Autoridades escondem registos dos políticos que violam as regras da estrada

Há dez anos que a Autoridade Nacional de Segurança Rodoviária desrespeita uma orientação da Provedoria de Justiça que defende que este serviço deve registar e divulgar “anualmente” quem são as entidades do Estado que foram apanhadas em excesso de velocidade ou outras infracções e justificaram com “serviço urgente de interesse público”. Não só não o faz como arquiva automaticamente estes casos.

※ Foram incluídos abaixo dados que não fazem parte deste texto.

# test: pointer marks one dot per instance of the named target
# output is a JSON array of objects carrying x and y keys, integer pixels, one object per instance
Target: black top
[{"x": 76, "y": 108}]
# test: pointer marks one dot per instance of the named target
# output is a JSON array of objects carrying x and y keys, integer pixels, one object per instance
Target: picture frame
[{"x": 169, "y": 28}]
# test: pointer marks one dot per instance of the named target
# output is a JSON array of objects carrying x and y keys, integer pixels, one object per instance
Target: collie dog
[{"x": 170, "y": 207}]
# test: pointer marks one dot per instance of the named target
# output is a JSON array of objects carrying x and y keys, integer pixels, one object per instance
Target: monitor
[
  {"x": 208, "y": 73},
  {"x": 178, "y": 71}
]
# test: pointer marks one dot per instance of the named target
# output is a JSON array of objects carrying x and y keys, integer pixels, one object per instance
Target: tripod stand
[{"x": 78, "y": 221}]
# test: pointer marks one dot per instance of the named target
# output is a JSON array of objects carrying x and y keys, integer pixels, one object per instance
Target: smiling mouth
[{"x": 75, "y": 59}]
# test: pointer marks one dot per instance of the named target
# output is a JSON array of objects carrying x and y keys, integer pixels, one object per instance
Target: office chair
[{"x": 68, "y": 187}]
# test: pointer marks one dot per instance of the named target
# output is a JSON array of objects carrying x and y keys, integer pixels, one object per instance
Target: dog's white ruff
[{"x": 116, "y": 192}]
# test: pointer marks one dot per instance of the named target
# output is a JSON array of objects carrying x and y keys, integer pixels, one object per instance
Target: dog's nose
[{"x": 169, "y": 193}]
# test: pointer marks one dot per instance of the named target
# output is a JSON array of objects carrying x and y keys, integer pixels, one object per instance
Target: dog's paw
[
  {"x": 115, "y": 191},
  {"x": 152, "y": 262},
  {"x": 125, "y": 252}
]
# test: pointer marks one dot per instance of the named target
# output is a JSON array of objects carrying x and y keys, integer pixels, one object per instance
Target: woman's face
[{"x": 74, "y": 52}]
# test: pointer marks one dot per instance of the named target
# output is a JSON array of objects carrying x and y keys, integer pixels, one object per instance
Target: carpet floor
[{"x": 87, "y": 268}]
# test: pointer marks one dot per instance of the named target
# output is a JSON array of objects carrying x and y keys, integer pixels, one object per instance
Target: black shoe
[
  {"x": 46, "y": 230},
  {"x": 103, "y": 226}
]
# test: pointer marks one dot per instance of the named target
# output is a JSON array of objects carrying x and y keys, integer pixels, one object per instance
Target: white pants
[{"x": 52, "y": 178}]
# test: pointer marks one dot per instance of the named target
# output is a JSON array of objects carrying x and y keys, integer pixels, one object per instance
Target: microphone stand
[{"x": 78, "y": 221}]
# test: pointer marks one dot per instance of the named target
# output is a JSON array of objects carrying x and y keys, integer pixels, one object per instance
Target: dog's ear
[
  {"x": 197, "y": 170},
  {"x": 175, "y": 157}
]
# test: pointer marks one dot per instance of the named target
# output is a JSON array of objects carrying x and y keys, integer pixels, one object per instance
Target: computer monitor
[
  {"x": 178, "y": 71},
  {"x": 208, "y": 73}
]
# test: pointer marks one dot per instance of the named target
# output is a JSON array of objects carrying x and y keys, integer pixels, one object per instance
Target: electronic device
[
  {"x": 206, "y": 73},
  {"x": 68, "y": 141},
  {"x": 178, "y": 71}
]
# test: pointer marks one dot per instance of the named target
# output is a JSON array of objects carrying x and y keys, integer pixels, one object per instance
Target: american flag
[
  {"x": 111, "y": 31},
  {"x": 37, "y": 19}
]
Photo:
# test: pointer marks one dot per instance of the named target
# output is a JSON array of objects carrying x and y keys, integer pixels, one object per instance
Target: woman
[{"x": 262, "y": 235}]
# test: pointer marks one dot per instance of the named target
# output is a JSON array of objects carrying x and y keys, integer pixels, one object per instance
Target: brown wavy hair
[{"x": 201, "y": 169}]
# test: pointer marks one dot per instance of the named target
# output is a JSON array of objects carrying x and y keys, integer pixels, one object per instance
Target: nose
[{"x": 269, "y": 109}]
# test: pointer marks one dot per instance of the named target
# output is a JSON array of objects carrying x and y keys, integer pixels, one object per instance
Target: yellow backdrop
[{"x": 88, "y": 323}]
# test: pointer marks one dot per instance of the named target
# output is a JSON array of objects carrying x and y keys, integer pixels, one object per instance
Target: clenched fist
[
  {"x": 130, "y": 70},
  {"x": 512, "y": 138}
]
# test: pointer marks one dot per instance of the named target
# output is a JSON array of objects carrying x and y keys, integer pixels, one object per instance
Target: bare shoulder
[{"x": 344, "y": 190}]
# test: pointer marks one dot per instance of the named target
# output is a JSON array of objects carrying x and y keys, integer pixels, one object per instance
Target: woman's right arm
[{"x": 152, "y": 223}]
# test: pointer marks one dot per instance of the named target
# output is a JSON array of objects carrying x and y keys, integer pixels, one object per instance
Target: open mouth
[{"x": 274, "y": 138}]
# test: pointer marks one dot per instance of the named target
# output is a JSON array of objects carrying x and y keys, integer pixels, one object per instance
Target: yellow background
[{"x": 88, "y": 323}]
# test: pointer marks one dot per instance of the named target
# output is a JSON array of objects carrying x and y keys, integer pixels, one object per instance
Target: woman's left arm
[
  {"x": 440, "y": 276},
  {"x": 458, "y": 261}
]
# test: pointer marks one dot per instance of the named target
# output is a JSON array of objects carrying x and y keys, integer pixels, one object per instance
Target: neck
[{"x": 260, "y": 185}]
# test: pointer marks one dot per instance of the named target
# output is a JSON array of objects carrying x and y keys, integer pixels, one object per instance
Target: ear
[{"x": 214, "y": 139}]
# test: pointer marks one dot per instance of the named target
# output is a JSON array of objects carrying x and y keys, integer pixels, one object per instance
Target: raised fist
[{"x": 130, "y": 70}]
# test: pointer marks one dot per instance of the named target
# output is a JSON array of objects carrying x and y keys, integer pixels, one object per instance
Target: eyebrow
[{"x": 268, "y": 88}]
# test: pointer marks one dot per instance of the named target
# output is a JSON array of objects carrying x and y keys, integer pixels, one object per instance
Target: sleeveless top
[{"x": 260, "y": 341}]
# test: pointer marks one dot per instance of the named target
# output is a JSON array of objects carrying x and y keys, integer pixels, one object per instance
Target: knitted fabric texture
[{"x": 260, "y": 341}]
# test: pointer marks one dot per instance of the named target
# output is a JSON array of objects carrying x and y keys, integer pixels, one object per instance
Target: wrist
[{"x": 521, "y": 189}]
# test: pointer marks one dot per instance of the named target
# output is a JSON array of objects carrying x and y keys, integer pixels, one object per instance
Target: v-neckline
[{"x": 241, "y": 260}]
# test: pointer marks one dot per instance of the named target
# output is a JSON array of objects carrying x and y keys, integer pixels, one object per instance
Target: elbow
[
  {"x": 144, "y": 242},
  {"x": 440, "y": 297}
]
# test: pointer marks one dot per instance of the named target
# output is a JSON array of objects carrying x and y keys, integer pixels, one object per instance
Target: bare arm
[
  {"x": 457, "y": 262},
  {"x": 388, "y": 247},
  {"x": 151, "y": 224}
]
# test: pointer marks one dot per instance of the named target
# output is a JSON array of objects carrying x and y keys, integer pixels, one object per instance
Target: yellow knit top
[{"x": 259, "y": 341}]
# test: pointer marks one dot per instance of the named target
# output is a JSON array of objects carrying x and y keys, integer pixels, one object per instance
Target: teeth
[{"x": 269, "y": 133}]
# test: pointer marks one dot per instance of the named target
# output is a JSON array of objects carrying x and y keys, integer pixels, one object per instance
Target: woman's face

A Autoridade Nacional de Segurança Rodoviária (ANSR) esconde a identidade e os cargos exactos dos titulares de cargos públicos que foram apanhados em infracções rodoviárias e usaram como justificação o facto de circularem em “serviço urgente de interesse público”. A autoridade que funciona na dependência do Ministério da Administração Interna (MAI) diz que só este ano já recebeu 38 pedidos “de dispensa de procedimento contraordenacional” com base no fundamento do “serviço urgente de interesse público”, mas não responde quantos destes titulares de cargos públicos eram ministros, secretários de Estado, directores de institutos públicos, ou magistrados, por exemplo.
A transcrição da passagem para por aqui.